Do COVID-19 Complications With Marriage Licenses Show It's Time To Get the Government Out of Marriage?
Post-pandemic deregulation will be more complicated than it looks.
At the end of April, New York City announced "Project Cupid," an emergency measure which moves the process of obtaining a marriage license online via video conference. Normally, New York state requires couples to obtain these licenses in person, but the COVID-19 pandemic has required a workaround. "We need moments of joy now more than ever," said Mayor Bill de Blasio, "and we won't let a pandemic get in the way of true love."
Touching stuff. Unfortunately, more than two months later, New Yorkers are still struggling to book their licensing appointments since the city clerk's office has a huge backlog. For couples with an urgent reason to wed, this is untenable: A couple profiled in The City's report on the situation finally eloped to Maryland, à la The Philadelphia Story, because the husband was set to lose his health insurance and the wife worried her work visa would no longer be enough to avoid deportation. They couldn't wait on a local license.
This sort of delay isn't unique to New York. In Galveston County, Texas, marriage license requests have more than tripled because nearby cities and states are simply not licensing quickly enough, if at all. Likewise, some local governments have delayed issuance of pet licenses and tree-trimming permits; more seriously, some have halted building inspections, prolonging or effectively suspending construction work.
All such coronavirus-induced malfunctions of governance should occasion reexamination of whether we actually need many of the regulations shaping our daily lives. The pandemic has already prompted fresh scrutiny of alcohol laws, medical testing rules, occupational licensing, and more. But marriage licenses, the most intimate of the lot, deserve particular attention. The state should not be involved in marriage—not licensing, conducting, or defining it.
The practical case is obvious: There are likely thousands of people in America right now who want to be married and can't be because they can't get in to see their city clerk. Even amid such unique circumstances, this is absurd and unconscionable. No one should incur medical debt or deportation solely because the state is unable or unwilling to dole out official marital legitimacy.
The bigger principle of privatizing marriage, however, is that it concerns a fundamental and pre-political human right. The decision of whether and whom to marry must be made by those who are marrying "before God and these witnesses," which is to say, in the context of their families, friends, and religious communities (if they have them). It is not for the state to determine, but historically, marriage licensing was a blatant tool of social control.

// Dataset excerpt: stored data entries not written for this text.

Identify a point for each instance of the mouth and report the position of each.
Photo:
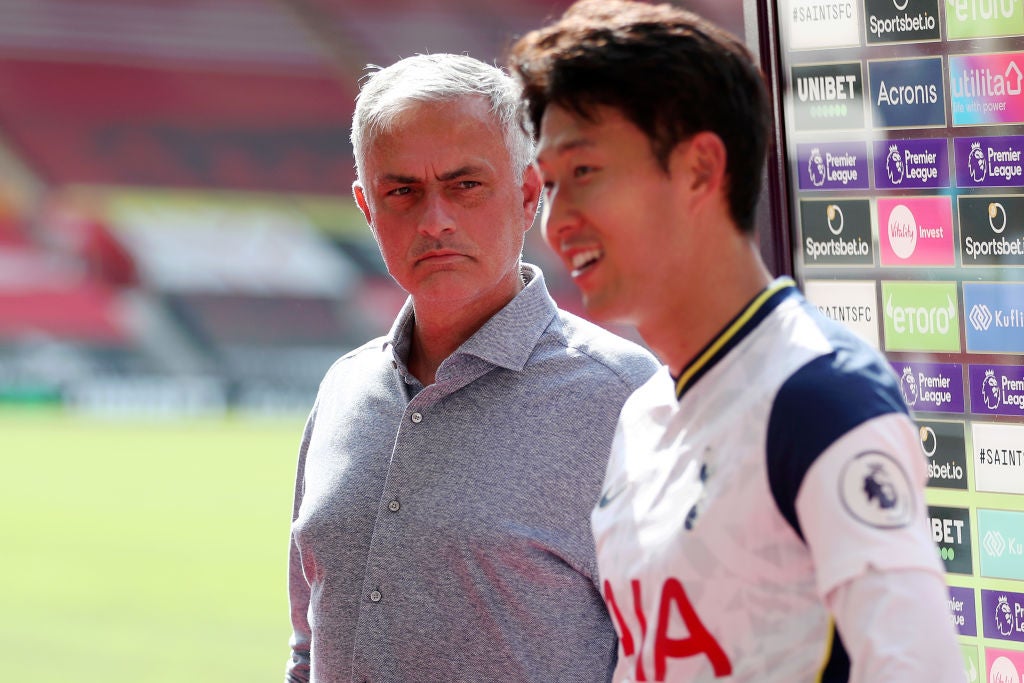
(582, 261)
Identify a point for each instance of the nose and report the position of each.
(557, 215)
(436, 218)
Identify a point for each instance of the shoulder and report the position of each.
(605, 354)
(368, 353)
(818, 403)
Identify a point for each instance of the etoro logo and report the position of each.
(921, 316)
(980, 316)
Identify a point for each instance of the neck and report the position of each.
(716, 293)
(439, 329)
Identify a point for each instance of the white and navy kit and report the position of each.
(780, 465)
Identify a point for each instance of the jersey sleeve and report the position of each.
(846, 470)
(861, 505)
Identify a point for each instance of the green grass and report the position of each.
(143, 552)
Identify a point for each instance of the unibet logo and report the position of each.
(921, 316)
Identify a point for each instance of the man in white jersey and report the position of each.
(763, 513)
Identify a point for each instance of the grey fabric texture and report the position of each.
(441, 532)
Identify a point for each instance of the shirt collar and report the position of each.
(734, 332)
(507, 340)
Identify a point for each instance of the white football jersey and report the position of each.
(780, 464)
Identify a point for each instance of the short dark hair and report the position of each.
(669, 71)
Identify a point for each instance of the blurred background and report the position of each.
(180, 261)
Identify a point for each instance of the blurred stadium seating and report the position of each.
(176, 232)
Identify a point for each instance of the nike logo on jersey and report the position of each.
(607, 497)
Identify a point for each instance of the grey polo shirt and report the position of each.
(441, 532)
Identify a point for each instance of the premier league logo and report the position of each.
(908, 387)
(1004, 616)
(816, 168)
(894, 166)
(990, 390)
(976, 163)
(876, 491)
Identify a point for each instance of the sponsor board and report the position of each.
(991, 230)
(994, 313)
(837, 231)
(833, 166)
(907, 92)
(983, 18)
(915, 230)
(931, 387)
(828, 96)
(1004, 666)
(901, 20)
(1003, 614)
(1000, 540)
(817, 24)
(998, 457)
(996, 389)
(921, 316)
(850, 302)
(985, 89)
(950, 528)
(911, 164)
(962, 610)
(989, 162)
(945, 454)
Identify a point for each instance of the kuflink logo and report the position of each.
(995, 315)
(980, 316)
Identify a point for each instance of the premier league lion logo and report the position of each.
(816, 168)
(1004, 616)
(908, 387)
(878, 487)
(990, 390)
(894, 166)
(976, 163)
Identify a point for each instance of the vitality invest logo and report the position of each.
(991, 230)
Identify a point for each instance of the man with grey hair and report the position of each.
(448, 469)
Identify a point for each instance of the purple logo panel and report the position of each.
(996, 389)
(911, 164)
(989, 162)
(1003, 614)
(931, 387)
(833, 166)
(962, 610)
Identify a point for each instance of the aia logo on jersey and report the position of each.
(674, 606)
(876, 491)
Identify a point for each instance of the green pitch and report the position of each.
(143, 552)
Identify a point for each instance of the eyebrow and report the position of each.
(468, 169)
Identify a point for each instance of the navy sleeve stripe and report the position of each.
(820, 402)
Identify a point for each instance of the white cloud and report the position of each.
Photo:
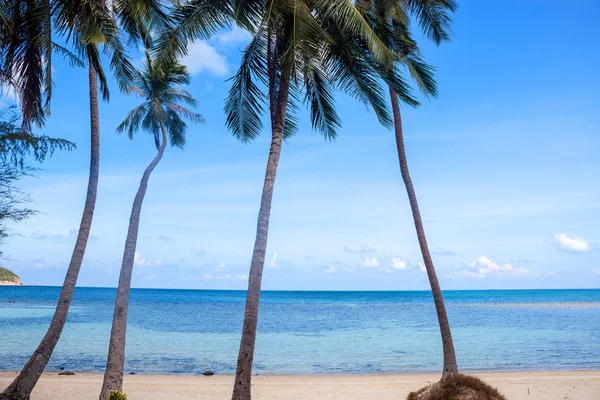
(369, 262)
(483, 267)
(330, 269)
(438, 251)
(398, 263)
(234, 36)
(7, 92)
(571, 243)
(142, 261)
(202, 57)
(362, 249)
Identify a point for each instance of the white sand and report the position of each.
(570, 385)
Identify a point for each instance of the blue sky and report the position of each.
(505, 164)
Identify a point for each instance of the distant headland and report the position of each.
(9, 278)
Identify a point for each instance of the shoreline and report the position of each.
(525, 385)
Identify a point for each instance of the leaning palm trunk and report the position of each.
(450, 365)
(243, 374)
(113, 376)
(22, 386)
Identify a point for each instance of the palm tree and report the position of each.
(26, 52)
(161, 114)
(390, 23)
(294, 53)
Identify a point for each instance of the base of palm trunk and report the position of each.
(457, 387)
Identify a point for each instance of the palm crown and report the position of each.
(157, 85)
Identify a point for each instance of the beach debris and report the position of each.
(457, 387)
(116, 395)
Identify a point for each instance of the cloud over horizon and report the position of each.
(571, 243)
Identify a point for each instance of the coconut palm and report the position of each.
(294, 54)
(161, 115)
(390, 21)
(26, 53)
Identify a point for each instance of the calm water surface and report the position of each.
(190, 331)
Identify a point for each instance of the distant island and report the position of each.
(9, 278)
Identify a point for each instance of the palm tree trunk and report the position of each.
(113, 376)
(243, 374)
(450, 365)
(22, 386)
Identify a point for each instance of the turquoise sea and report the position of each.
(190, 331)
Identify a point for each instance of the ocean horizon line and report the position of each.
(319, 290)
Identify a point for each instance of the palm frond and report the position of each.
(194, 19)
(244, 105)
(319, 95)
(434, 17)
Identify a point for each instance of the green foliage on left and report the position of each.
(8, 276)
(16, 145)
(116, 395)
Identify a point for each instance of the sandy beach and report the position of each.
(571, 385)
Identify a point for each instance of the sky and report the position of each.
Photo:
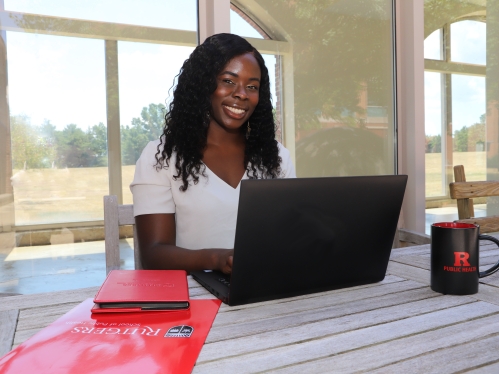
(62, 79)
(468, 45)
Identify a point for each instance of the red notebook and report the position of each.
(82, 342)
(142, 290)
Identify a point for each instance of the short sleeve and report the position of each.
(151, 187)
(287, 167)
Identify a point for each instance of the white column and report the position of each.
(410, 109)
(492, 84)
(213, 18)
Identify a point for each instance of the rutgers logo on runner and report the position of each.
(182, 331)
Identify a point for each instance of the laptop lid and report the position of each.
(305, 235)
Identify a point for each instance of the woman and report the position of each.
(219, 130)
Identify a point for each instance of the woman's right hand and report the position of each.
(156, 235)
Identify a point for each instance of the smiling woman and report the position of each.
(219, 130)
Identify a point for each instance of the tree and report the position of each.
(30, 147)
(433, 143)
(98, 144)
(466, 139)
(141, 131)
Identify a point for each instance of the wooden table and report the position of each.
(395, 326)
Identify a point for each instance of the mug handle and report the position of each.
(494, 268)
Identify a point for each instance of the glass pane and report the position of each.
(173, 14)
(433, 130)
(146, 80)
(336, 73)
(468, 114)
(242, 25)
(433, 45)
(53, 128)
(469, 99)
(58, 115)
(468, 42)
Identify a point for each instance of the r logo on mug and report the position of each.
(454, 258)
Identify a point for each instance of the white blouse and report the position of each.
(205, 214)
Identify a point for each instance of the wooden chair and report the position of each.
(464, 192)
(115, 216)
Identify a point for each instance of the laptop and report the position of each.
(307, 235)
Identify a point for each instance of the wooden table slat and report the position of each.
(397, 325)
(312, 348)
(408, 348)
(8, 324)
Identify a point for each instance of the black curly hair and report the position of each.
(186, 122)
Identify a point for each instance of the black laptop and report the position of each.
(306, 235)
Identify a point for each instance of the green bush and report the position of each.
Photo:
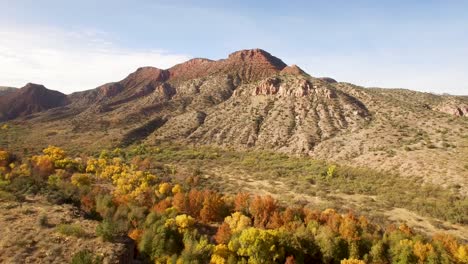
(85, 257)
(71, 230)
(108, 230)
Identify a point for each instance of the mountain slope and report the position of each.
(6, 90)
(253, 100)
(30, 99)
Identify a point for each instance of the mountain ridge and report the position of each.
(253, 100)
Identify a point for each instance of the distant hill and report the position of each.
(30, 99)
(5, 90)
(253, 100)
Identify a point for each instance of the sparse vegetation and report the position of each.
(174, 217)
(71, 230)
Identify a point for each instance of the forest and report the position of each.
(175, 219)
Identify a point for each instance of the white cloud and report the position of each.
(70, 61)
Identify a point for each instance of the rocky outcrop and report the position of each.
(6, 90)
(30, 99)
(328, 80)
(293, 70)
(274, 86)
(247, 65)
(453, 108)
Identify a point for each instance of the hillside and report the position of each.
(169, 157)
(30, 99)
(253, 100)
(5, 90)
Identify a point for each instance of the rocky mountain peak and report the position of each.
(30, 99)
(256, 56)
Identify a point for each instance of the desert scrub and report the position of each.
(108, 230)
(85, 257)
(43, 220)
(71, 230)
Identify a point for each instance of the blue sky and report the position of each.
(78, 45)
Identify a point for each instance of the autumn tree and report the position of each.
(262, 209)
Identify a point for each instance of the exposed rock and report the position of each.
(453, 108)
(328, 79)
(6, 90)
(293, 70)
(272, 86)
(30, 99)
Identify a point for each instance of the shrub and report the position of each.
(85, 257)
(108, 230)
(71, 230)
(43, 220)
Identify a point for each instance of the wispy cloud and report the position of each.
(71, 61)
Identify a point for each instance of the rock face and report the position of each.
(6, 90)
(454, 108)
(30, 99)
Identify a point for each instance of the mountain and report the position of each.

These licenses in America date to the 19th century, when they were developed as a means of forbidding unions deemed undesirable, which often meant interracial unions back then. With bans on interracial marriage gone and gay marriage legalized, the licenses today may seem but a rubber stamp on the free choice of two consenting adults. Yet, as many couples are learning now, that stamp is not guaranteed. Unforeseen circumstances may interrupt. New or renewed restrictions on who may marry certainly seem unlikely, but they're not wholly inconceivable. (See, for example, Bermuda's ongoing gay marriage whiplash.) With state authority over marriage intact, there's always a chance that authority could be misused.
But saying "privatize marriage" is not the simple solution it may sound. Any credible argument for it must begin with concession of the point, often raised by skeptics, that so much of our government and financial system uses marriage as a legal shorthand. Eliminating the state's regulatory authority here—which at the federal level alone entails "more than 1,100 rights [and] responsibilities," to say nothing of state and local regulations and layers of common law—would throw all that into disarray.

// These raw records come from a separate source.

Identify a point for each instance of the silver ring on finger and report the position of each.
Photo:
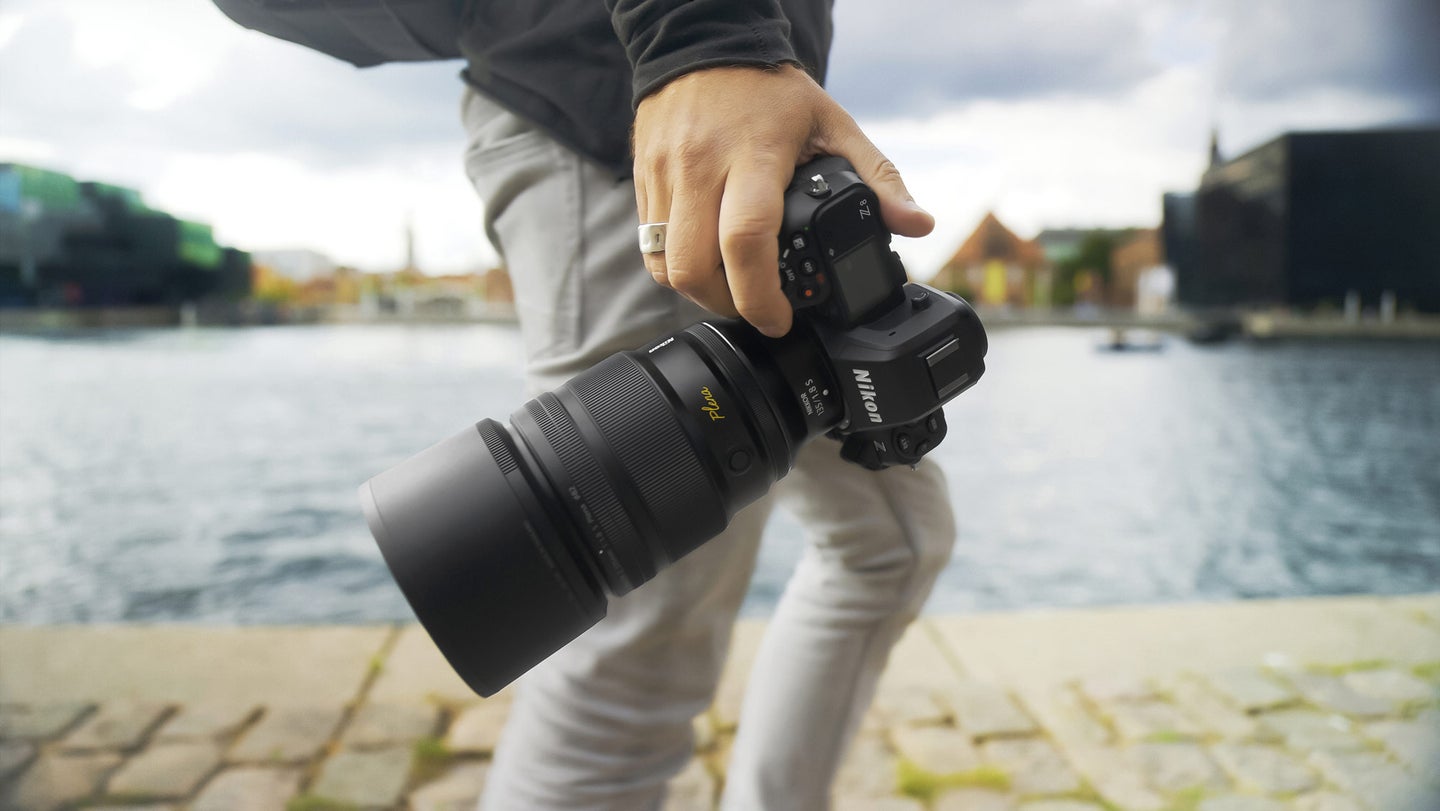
(653, 238)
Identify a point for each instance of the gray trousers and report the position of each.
(606, 720)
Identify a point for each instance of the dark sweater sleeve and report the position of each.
(668, 38)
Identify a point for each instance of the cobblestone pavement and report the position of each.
(1040, 712)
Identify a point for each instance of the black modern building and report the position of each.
(72, 244)
(1308, 218)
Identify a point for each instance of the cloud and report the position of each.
(261, 95)
(1285, 49)
(926, 55)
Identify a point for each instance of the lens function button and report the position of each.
(903, 442)
(739, 460)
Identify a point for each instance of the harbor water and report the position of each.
(210, 474)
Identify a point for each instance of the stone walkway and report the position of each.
(1321, 705)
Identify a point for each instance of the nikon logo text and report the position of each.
(867, 393)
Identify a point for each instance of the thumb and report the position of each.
(897, 206)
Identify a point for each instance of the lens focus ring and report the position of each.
(641, 429)
(611, 529)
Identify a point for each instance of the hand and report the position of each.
(713, 153)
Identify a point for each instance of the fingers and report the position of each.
(750, 216)
(653, 203)
(693, 248)
(897, 206)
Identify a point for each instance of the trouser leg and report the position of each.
(606, 720)
(877, 542)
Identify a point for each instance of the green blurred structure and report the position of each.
(74, 244)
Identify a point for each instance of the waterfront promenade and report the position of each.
(1309, 705)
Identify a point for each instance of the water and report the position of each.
(209, 474)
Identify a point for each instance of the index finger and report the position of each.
(750, 213)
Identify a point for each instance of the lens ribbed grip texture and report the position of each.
(497, 447)
(641, 428)
(614, 550)
(776, 445)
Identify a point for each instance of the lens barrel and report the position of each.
(506, 542)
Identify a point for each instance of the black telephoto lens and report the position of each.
(507, 540)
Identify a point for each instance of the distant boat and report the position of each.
(1132, 340)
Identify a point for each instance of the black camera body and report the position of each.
(507, 540)
(897, 350)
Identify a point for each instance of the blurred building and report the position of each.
(1309, 218)
(995, 267)
(295, 264)
(71, 244)
(1132, 260)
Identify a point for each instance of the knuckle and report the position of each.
(886, 172)
(746, 236)
(687, 280)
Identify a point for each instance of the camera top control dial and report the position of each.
(834, 249)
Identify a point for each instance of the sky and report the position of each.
(1050, 113)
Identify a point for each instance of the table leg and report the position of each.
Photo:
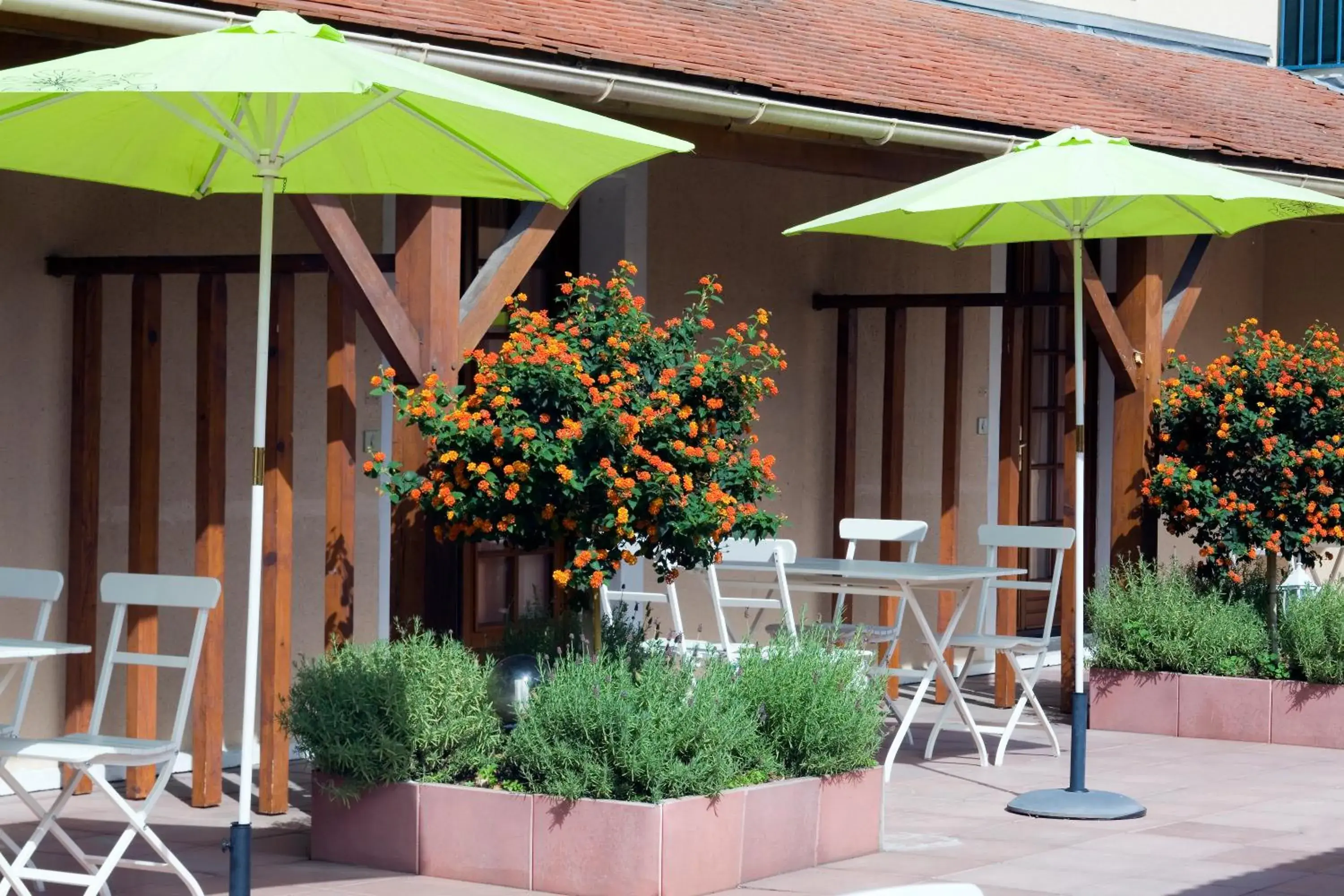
(943, 669)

Calling for privatized marriage in a meaningful sense is ultimately determining to dismantle regulations until state control over marriage wouldn't be needed to make the transformed system work. We shouldn't downplay the scale of this idea—there's an entire libertarian agenda crammed inside this horse.

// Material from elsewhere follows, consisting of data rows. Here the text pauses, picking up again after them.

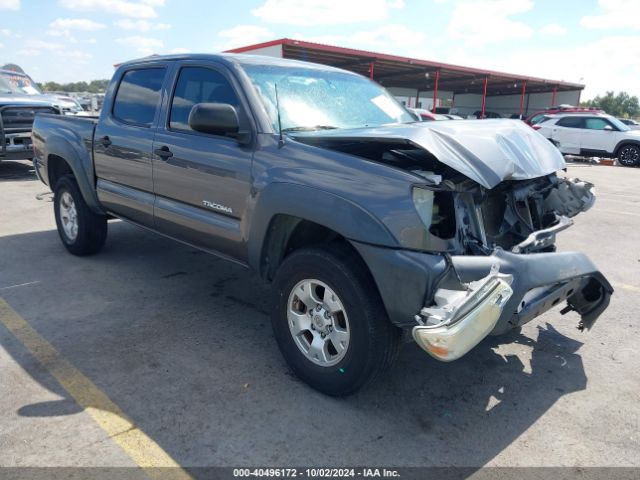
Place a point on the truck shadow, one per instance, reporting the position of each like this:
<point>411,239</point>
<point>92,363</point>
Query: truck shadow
<point>181,342</point>
<point>13,171</point>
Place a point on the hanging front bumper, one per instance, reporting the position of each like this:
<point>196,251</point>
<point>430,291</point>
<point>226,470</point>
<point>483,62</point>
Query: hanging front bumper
<point>512,290</point>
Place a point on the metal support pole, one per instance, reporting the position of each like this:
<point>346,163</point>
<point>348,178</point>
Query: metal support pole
<point>435,91</point>
<point>484,97</point>
<point>524,89</point>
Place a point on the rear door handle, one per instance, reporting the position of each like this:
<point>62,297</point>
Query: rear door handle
<point>163,152</point>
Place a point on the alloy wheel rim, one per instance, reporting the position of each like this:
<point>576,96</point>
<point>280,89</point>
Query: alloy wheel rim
<point>68,216</point>
<point>318,322</point>
<point>629,156</point>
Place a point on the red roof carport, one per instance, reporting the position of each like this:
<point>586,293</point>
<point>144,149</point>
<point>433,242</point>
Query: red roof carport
<point>421,75</point>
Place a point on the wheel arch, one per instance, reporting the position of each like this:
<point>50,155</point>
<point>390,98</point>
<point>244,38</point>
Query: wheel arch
<point>64,158</point>
<point>288,216</point>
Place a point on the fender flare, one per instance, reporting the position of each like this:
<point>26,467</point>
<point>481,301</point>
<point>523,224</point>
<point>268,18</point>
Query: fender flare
<point>80,163</point>
<point>315,205</point>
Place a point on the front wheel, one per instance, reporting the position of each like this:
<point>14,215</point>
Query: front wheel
<point>329,321</point>
<point>82,231</point>
<point>629,155</point>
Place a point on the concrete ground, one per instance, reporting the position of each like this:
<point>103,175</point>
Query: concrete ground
<point>181,342</point>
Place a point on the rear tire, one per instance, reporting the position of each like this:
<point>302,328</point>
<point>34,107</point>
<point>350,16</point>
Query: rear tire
<point>338,282</point>
<point>82,231</point>
<point>629,155</point>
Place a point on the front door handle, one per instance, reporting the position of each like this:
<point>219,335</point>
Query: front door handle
<point>163,152</point>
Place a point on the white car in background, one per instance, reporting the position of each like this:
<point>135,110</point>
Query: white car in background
<point>592,135</point>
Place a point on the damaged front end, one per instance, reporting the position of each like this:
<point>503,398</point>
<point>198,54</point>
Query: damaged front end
<point>493,216</point>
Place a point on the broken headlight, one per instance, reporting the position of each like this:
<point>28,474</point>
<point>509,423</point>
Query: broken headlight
<point>423,201</point>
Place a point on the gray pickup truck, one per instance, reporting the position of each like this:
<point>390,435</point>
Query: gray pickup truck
<point>370,226</point>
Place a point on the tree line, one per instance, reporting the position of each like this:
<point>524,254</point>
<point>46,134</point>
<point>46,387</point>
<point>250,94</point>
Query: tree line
<point>620,105</point>
<point>94,86</point>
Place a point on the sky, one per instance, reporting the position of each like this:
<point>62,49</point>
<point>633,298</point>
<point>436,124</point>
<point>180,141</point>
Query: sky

It's an agenda which reflects the reality of changing attitudes toward marriage: Visions of privatization (in retrospect, including my own from before Obergefell v. Hodges) don't always recognize just how many spheres of life and law the proposal would affect, but critics who focus on how marriage now fosters stability and protects children seem to forget marriage rates are plunging, and nearly four in 10 babies in America are born out of wedlock already.
This agenda also has the merit of sidestepping many of the culture war fights over religious liberty and gay marriage which continue apace five years after Obergefell. Coexistence between Americans with deeply held, differing views on sex, gender, and marriage could be less fraught, and fears about curtailment of religious practice much allayed, were the sanction and force of the state removed from play.
But what if you assume, as I do, that the entire libertarian agenda stuffed into "privatize marriage" isn't in our near future? Well, we could at least address the immediate problem: Smooth the application process for the duration of the COVID-19 pandemic, and then keep it that way. Let people obtain marriage licenses online or by mail. Nix waiting periods and interviews—which aren't universally required—and make the fee as small as possible. We may not disentangle the state from marriage any time soon, but we could limit the harms perpetuated by its licensing scheme.